Things begin relatively slowly with a seemingly mismatched couple (Marcelino Sambé and Francesca Hayward), he frisky and playful, she more aloof. Their section ends with her standing in a spotlight draped in a vivid scarlet robe, like a glamorous statue. Memories of Matt Ek’s Carmen in a red flamenco dress with a 15ft train were sparked, but this robe, which returns in the last scene, is even more dramatic.
In between, a helter-skelter series of couples, quartets, quintets, sextets come on, stretching to the full company in two scenes that are so engaging, you just want more, where all go through more obvious ballet class sequences, but also walk their fingers up one arm. The mood quietens here and there, as in XIII. Pas de deux romantiques for two men (Caspar Lench and Ravi Cannonier-Watson, pictured below), which slows to an almost elegiac pace, the two barely touching before finally sliding along the ground into a seated embrace. But from there onwards the piece has a high-octane momentum, through the breathtaking scurrying XIX. Mazurka and building to XX: Grand allegro, where you fear for the performers’ limbs.

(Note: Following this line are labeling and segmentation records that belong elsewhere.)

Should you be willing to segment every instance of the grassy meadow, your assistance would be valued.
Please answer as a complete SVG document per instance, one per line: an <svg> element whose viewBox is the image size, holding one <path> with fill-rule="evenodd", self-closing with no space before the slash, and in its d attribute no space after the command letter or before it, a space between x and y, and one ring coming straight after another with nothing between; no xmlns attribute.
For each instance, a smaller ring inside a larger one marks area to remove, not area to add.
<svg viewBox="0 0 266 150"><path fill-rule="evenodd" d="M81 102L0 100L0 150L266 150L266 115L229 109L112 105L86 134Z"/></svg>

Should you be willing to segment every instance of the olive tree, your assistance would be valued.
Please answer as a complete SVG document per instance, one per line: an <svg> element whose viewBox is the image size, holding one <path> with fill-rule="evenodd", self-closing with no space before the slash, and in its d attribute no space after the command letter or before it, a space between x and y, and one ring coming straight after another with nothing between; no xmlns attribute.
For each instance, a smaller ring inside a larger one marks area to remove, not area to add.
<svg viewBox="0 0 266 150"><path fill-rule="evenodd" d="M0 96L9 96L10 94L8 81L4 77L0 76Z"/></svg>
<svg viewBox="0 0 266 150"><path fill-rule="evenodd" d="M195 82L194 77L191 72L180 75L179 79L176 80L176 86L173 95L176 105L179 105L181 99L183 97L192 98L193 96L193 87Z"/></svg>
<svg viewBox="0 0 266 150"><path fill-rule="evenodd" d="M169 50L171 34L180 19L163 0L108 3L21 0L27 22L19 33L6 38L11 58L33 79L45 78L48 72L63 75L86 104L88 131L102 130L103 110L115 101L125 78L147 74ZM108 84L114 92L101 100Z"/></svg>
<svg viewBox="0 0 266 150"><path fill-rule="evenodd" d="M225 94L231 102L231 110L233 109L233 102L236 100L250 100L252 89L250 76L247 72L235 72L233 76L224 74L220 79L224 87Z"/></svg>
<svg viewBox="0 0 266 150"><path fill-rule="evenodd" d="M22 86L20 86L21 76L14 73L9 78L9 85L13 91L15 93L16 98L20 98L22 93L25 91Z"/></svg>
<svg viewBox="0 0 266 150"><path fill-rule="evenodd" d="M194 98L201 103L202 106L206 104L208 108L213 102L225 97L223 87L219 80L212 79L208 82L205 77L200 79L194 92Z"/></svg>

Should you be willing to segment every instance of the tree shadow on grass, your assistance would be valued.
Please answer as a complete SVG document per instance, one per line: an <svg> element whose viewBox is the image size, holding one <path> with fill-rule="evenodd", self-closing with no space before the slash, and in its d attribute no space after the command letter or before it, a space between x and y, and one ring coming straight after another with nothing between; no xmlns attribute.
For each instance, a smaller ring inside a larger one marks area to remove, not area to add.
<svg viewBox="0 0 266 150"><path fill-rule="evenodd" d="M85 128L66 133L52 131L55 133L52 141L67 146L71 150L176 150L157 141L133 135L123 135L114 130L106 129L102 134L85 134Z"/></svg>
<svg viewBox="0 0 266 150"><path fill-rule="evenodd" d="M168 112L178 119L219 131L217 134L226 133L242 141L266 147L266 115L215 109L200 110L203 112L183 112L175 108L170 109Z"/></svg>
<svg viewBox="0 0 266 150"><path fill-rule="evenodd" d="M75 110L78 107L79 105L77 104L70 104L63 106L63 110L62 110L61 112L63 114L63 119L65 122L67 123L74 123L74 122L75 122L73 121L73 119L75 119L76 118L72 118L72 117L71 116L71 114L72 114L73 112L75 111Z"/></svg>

So many of the company dancers, especially from the recent intake, get to show what they can do in this piece that it’s a shame its accompanying music isn’t more inspiring. Like a film score, it was composed by Ilya Demutsky on existing visuals, the choreography from Lightfoot’s film. There is a welcome variety of tone, and the beats naturally land in perfect synch with the moves, but it feels oddly confected. The orchestration, too, is slightly too traditional for the steps. It’s a larky piece that deserves an equally irreverent score.
But don’t miss this double bill. There are Aud Jebsen Young Dancers onstage here alongside principals like Reece Clarke, Marianela Nunez and Natalia Osipova, and all ranks in between, all on impressively fine form and having the time of their lives.